I’d think and think and overthink: So which way is it? Was I too optimistic before or am I too pessimistic now? Is the universe sending me all this negativity as a way to test me, or to punish me or to prepare me for something greater? ANd if that’s the case and everything happens for a reason, then the universe must KNOW what’s going to happen next — which means is there even free will?! And if there isn’t…then what’s the point…of anyhing? I would spiral into these existential crises…
The reason I am saying this is because I did not want to be this new, saddened, cynical version of myself.
Mindset is EVERYTHING and though I’m not depressed anymore (which transcendental meditation pulled me out of — let me know if you want me to explain about that too), I wanted my pink lenses back.

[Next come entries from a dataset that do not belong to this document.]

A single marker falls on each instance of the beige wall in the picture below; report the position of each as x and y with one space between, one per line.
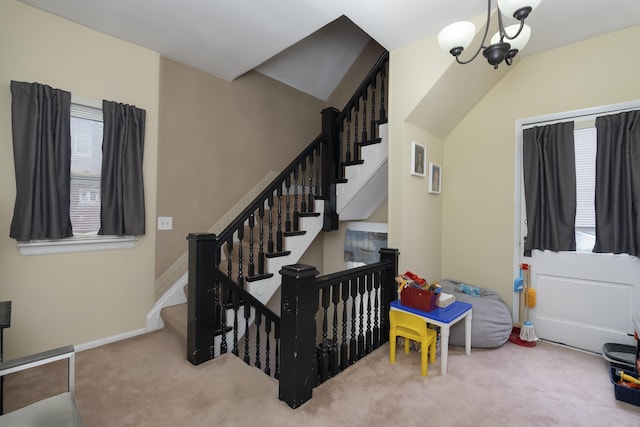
414 214
217 140
74 298
467 232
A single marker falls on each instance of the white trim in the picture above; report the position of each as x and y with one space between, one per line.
377 227
174 296
585 114
581 115
88 102
111 339
75 244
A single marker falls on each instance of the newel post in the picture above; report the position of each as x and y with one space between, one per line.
331 167
390 289
298 334
200 299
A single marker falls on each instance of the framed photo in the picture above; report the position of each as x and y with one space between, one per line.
435 178
418 159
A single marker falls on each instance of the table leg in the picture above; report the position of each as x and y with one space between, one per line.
444 349
467 333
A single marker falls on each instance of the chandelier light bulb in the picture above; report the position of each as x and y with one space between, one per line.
505 44
457 35
517 43
510 7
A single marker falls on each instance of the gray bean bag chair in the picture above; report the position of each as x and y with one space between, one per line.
491 319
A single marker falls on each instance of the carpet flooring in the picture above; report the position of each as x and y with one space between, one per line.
147 381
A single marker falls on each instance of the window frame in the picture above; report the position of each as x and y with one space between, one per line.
580 117
80 243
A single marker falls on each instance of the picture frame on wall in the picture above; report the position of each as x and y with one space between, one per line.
435 178
418 159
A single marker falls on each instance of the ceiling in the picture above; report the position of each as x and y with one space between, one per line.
310 44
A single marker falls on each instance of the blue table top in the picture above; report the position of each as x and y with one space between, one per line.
444 315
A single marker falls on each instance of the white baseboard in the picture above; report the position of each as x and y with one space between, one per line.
109 340
175 295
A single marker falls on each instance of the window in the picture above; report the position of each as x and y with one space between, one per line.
585 146
86 125
86 165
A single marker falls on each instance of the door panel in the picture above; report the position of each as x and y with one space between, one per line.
584 300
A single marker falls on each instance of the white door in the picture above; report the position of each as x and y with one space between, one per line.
582 299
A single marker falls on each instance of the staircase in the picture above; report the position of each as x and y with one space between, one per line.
363 191
342 175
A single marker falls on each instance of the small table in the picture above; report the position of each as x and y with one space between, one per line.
445 318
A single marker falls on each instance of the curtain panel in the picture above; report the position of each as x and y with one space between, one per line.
550 187
617 198
40 119
122 188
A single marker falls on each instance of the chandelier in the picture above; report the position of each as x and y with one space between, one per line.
505 44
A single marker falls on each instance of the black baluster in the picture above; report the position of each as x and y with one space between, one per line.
361 289
353 344
223 316
235 298
261 240
270 242
276 373
364 114
258 322
296 211
373 106
344 347
348 154
317 191
333 362
267 350
230 257
251 266
287 222
369 333
376 311
356 141
303 206
247 315
240 260
323 363
383 113
279 242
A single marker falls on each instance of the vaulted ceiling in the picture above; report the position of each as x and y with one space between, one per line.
310 44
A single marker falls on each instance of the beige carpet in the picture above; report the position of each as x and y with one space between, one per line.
147 381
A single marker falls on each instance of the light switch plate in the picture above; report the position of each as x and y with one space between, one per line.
165 223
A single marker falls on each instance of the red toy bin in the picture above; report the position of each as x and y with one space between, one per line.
420 299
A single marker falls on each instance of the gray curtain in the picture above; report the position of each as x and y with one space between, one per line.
617 195
40 119
550 187
122 188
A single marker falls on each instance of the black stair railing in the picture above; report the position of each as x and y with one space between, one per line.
355 300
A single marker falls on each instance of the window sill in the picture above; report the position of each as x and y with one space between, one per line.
76 244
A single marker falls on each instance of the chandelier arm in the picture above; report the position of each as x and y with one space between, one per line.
503 32
484 38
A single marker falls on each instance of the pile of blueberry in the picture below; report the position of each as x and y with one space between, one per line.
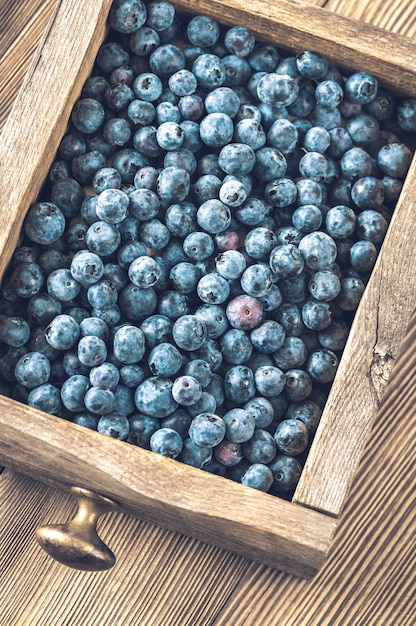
187 279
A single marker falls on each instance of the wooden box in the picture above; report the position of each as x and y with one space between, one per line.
294 536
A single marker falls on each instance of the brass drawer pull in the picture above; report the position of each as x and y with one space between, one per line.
76 543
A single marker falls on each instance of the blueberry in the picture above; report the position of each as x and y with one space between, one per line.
173 304
291 436
129 344
216 129
298 385
116 132
160 14
213 289
236 346
194 455
340 222
258 476
62 332
191 108
322 365
86 420
207 430
99 401
326 116
277 89
363 128
329 93
406 114
270 164
184 277
286 472
325 285
363 255
236 159
44 223
283 136
26 280
131 375
311 64
153 397
41 309
166 60
318 250
269 380
105 376
239 425
214 318
281 192
32 370
361 88
206 404
167 442
45 398
14 331
264 58
141 428
222 100
87 115
186 390
126 16
103 238
262 410
73 391
244 312
285 261
307 218
213 216
308 412
239 384
102 295
92 350
371 226
256 280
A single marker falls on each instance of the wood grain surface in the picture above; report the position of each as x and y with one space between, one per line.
162 578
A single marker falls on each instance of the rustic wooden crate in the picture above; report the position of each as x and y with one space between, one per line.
294 536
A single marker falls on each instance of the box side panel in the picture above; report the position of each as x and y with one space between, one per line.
373 346
165 492
38 119
296 26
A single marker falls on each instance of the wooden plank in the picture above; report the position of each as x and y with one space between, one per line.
160 577
30 139
38 119
163 491
396 17
369 356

So I went to see a hypnotherapist.
She explained that 5-12% of the mind is conscious. That’s the part that plans and thinks. 88-95% of the mind is SUBCONSCIOUS. Patterns! Habits! Emotions! It funcions based on associations which means if it has been hurt before by X, it will plan a route for us to avoid X forever. The eperiences which have shaped our subconscious mind will overpower our conscious mind when we are judging or making decisions. Confusing? Ok, here is a simple example: The conscious mind could say ‘this is a nice man, give him a chance’ but the subconscious mind would swoop in and yell ‘ARE YOU CRAZY, what about all the pain men have caused you in the past? Remember those feelings? Give NO chances to ANY men EVER again.’ So emotions like anxiety are not weaknesses— it’s the most primitive parts of our brain in survival mode, PROTECTING US.
Therefore, if we can REWIRE the subconscious to whispers us things like ‘give everyone the benefit of the doubt’ instead of ‘trust nobody’, our entire outlook on life can be changed. I am finally getting released from this place where I can’t find those damn pink sunglasses!!!!!
I 1,000,000% recommend that whoever can, GO DO THIS FOR YOURSELVES.